What did i/we learn this time?

a) don't give up.

b) i tend to get a little worked up/nervous/ emotional when it comes to car problems;  i need to stop thinking so hard and just get in there and do it.  i think this can apply to life in general as well.

i would sincerely and profusely like to thank anyone and everyone who tried to help me.

eventhorizon was always there for me, especially with the diagrams.

But really, thanks to everyone who helped.

Life is good again.........even if only briefly.
Title: Re: "NEW" PROBLEM(S), PART 2:
Post by: eventhorizon66 on August 13, 2009, 12:58:37 AM
Glad to hear you've got your truck back on the road.  Did you end up keeping your 350 to rebuild someday?
Title: Re: "NEW" PROBLEM(S), PART 2:
Post by: Stewart G Griffin on August 13, 2009, 09:40:53 AM
Yes, i still have the crate 350.  It's my full intention to rebuild it.   i just don't know when because of time contraints.

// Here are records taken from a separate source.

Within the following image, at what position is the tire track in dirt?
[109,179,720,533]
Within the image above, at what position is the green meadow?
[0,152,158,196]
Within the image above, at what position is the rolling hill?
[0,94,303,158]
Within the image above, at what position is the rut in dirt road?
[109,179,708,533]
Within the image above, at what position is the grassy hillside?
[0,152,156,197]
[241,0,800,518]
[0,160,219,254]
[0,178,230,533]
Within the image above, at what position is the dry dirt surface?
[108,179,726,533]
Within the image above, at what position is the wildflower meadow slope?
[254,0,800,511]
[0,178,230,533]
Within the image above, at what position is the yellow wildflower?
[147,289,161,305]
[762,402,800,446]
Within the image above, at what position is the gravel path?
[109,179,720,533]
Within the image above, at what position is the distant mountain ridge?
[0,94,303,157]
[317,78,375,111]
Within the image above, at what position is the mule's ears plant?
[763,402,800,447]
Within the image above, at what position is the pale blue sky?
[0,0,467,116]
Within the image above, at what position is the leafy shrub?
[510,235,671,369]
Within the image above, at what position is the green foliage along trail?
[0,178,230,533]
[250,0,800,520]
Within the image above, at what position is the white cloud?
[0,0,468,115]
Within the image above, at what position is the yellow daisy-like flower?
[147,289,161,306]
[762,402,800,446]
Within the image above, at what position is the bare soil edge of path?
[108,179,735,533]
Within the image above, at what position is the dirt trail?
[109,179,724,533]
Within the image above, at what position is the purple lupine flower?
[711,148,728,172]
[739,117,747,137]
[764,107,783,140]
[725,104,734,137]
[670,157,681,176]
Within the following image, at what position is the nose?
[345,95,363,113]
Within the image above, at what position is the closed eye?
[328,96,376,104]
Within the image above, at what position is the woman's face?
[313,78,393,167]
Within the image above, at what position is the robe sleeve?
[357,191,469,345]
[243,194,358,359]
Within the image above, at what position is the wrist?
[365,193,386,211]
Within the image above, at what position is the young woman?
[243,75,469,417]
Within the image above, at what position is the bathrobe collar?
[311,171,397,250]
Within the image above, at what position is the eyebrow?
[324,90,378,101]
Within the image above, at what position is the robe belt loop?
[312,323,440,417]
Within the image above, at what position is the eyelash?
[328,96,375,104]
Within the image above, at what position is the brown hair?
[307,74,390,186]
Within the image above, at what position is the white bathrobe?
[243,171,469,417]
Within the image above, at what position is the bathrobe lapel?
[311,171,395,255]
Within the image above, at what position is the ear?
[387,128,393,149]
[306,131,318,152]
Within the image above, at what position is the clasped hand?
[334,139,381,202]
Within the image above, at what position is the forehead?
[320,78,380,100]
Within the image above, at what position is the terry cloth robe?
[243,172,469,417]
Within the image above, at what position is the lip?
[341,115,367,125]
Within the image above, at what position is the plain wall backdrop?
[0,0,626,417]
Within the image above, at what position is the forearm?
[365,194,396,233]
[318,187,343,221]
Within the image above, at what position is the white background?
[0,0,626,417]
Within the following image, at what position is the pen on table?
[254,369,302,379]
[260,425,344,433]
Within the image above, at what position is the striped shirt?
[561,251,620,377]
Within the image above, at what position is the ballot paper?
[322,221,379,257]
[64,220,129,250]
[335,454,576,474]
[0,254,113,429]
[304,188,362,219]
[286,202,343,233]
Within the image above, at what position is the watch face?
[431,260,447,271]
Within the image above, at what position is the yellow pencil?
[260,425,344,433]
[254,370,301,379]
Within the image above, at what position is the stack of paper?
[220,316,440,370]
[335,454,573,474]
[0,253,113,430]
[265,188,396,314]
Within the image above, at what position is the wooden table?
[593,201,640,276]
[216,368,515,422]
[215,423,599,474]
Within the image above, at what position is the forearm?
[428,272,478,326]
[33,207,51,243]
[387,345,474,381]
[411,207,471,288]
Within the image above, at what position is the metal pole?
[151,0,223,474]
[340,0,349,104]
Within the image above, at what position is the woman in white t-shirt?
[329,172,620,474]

Actually, i have a hunch that the short block doesn't even need a rebuild----i think one of the heads was warped or cracked causing one of the cylinders to fill with water and hydrolock causing the valve to break.


But we'll see.


P.S.  i also learned that i need to marry or live with a doctor or lawyer or investment banker ($$$)

and 2) the choke works just fine---opens up after about 2 mins.